Some women become strong with age and others are forced to learn strength during childhood. One such woman is Ruby Bridges.
Artist Norman Rockwell painted her before her ninth birthday. Look, a popular magazine of that era, featured her the year she turned ten. All the major newspapers of her childhood captured her story. And all of this because Ruby Bridges was the first black child ever to attend an all-white public school in New Orleans, Louisiana. The year was 1960 and Ruby Bridges was only six years old.
It’s often hard to look back on history and judge events by today’s standards. But in 1960 when the Civil Rights Movement was gathering momentum, a Louisiana judge selected six young black girls to attend white elementary schools and begin the process of integration in New Orleans. Two of the girls chose to remain in their old schools and three of the girls were assigned to McDonough Elementary. Ruby was sent alone, by herself, to William Frantz Elementary.
It would have been a daunting experience to go to a school where you were the only minority child, but Ruby encountered unprecedented hate as crowds of angry parents withdrew their children from the school and teachers went out of their way to avoid Ruby, except one: Barbara Henry would become her year-long teacher. On Ruby’s first day she entered her classroom to find it completely empty – she was in a class of one.
Day by day townspeople grew angrier and shouted ugly names at her as Ruby walked to school. Soon federal marshals were ordered to escort Ruby along her route. Those marshals may have protected her body, but the loneliness of going where no one wants you, had to tug at her heart. She had the love of her parents, the caring of her teacher, and by luck the support of Dr. Robert Coles, a child psychiatrist who volunteered to work with her and her family to help with the ordeal of Ruby’s isolation.
Ruby learned to further her reading and writing skills in that first grade classroom without any peers, without any friends, without any company other than her teacher. She couldn’t go out on the play ground for recess or eat lunch with any other child; but she persevered and continued to study, continued to learn, and continued to go to school each day – with perfect attendance by the end of the year.
By her second year in elementary school, the angry mobs had dispersed and she was placed in a regular second grade classroom along with a few other black students. Her beloved first grade teacher Barbara Henry, however, did not have her contract renewed. It was a message that even Ruby understood.
Ruby Bridges went on to graduate from public high school in New Orleans, become a travel agent, and then marry and start a family.
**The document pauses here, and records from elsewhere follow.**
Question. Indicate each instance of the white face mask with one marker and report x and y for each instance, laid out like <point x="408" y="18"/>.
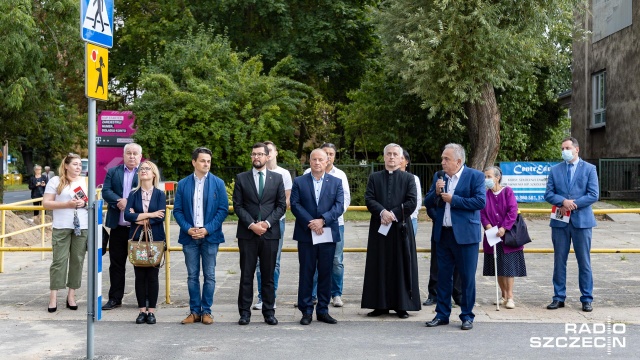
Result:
<point x="567" y="155"/>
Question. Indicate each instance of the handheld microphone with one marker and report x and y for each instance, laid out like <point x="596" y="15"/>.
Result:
<point x="441" y="177"/>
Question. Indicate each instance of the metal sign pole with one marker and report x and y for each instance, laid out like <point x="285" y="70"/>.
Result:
<point x="91" y="240"/>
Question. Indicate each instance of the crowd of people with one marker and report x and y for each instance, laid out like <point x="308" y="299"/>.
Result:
<point x="461" y="202"/>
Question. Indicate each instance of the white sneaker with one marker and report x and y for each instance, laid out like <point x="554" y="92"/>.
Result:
<point x="510" y="304"/>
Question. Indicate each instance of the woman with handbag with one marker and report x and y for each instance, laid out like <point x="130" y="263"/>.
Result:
<point x="66" y="196"/>
<point x="146" y="206"/>
<point x="501" y="210"/>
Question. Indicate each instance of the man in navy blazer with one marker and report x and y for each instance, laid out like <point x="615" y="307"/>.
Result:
<point x="115" y="191"/>
<point x="317" y="201"/>
<point x="457" y="230"/>
<point x="572" y="186"/>
<point x="201" y="205"/>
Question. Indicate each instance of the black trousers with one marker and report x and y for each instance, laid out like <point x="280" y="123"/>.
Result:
<point x="36" y="212"/>
<point x="118" y="241"/>
<point x="250" y="251"/>
<point x="147" y="286"/>
<point x="433" y="276"/>
<point x="312" y="257"/>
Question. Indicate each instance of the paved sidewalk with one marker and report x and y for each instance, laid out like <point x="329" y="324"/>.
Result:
<point x="24" y="284"/>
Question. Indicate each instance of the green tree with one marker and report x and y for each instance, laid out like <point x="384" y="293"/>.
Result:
<point x="454" y="54"/>
<point x="37" y="115"/>
<point x="202" y="93"/>
<point x="328" y="41"/>
<point x="143" y="28"/>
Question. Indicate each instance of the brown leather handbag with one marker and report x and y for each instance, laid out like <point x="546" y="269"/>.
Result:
<point x="145" y="252"/>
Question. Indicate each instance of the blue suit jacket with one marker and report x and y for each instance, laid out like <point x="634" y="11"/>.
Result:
<point x="468" y="199"/>
<point x="216" y="208"/>
<point x="158" y="202"/>
<point x="329" y="207"/>
<point x="583" y="190"/>
<point x="112" y="191"/>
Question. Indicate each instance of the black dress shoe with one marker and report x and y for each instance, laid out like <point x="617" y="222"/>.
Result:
<point x="437" y="322"/>
<point x="378" y="312"/>
<point x="306" y="319"/>
<point x="326" y="318"/>
<point x="110" y="305"/>
<point x="74" y="307"/>
<point x="142" y="318"/>
<point x="555" y="304"/>
<point x="429" y="302"/>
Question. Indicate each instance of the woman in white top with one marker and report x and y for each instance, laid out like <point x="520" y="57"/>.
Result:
<point x="404" y="166"/>
<point x="66" y="196"/>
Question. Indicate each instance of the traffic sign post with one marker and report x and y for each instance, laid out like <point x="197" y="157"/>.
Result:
<point x="96" y="28"/>
<point x="96" y="22"/>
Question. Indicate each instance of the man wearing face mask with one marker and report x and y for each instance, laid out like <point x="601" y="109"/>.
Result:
<point x="572" y="186"/>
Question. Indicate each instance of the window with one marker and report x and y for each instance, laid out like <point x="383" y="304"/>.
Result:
<point x="599" y="107"/>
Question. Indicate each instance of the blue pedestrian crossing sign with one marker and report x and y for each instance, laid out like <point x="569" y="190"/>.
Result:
<point x="96" y="22"/>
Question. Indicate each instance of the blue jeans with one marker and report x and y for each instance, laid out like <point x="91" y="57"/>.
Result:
<point x="562" y="239"/>
<point x="337" y="273"/>
<point x="276" y="273"/>
<point x="200" y="302"/>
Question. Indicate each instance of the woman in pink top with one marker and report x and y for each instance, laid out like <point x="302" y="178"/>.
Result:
<point x="501" y="211"/>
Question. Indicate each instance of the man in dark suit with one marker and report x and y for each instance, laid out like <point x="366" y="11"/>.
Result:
<point x="115" y="191"/>
<point x="572" y="186"/>
<point x="201" y="205"/>
<point x="458" y="200"/>
<point x="317" y="201"/>
<point x="259" y="201"/>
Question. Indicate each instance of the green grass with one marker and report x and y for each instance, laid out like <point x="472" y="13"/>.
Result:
<point x="626" y="204"/>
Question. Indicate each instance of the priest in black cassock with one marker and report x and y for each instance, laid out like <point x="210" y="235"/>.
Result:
<point x="391" y="271"/>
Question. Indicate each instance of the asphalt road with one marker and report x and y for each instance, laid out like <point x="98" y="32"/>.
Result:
<point x="15" y="196"/>
<point x="289" y="340"/>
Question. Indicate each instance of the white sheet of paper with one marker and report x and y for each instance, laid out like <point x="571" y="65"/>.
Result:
<point x="325" y="237"/>
<point x="384" y="229"/>
<point x="492" y="236"/>
<point x="556" y="214"/>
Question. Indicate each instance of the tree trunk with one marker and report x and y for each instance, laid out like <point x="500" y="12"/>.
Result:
<point x="484" y="129"/>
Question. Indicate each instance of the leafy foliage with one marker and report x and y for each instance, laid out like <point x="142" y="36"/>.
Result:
<point x="201" y="93"/>
<point x="328" y="41"/>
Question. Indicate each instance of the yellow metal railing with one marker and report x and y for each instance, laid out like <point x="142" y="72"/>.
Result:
<point x="167" y="223"/>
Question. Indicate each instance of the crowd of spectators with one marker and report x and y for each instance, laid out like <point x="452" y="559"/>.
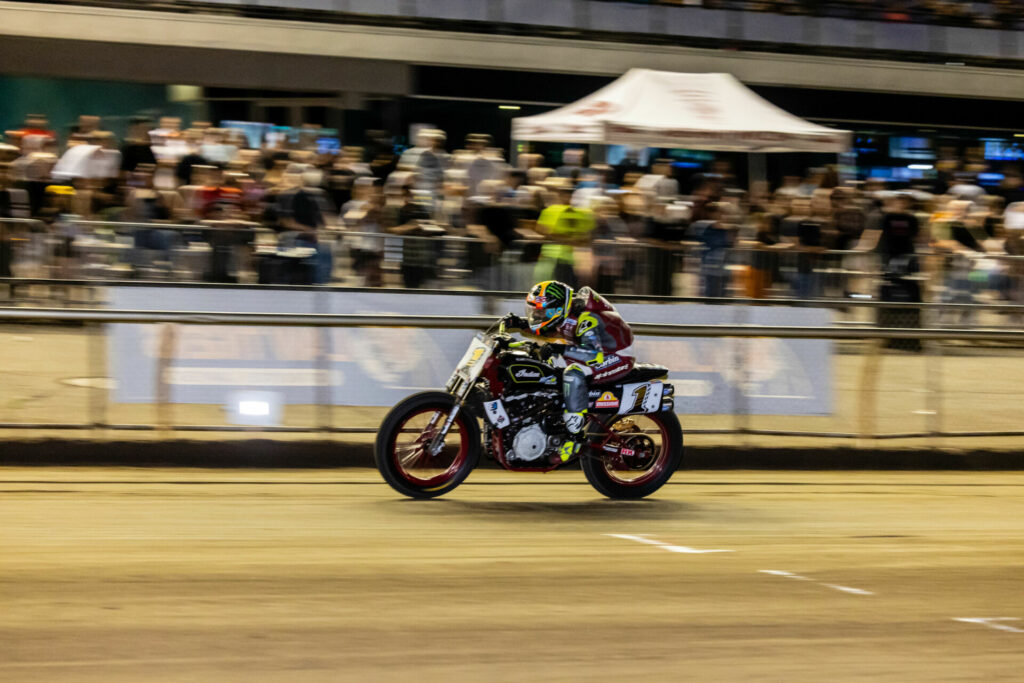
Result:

When one of her brothers died, Ruby took it upon herself to walk his three young daughters to school – to William Frantz Elementary School. Walking back into that building had to resurrect the ghosts of her early childhood. Undaunted, Ruby decided to begin volunteering at Frantz, working as a liaison between parents and the school.
Eventually she became a popular speaker, going out to schools and talking about the greatest lesson she ever learned: that each child is a unique being fashioned by God and that schools can be the place where children of all races and backgrounds can come together and learn from one another.
Ruby Bridges was a strong child who grew into a stronger woman.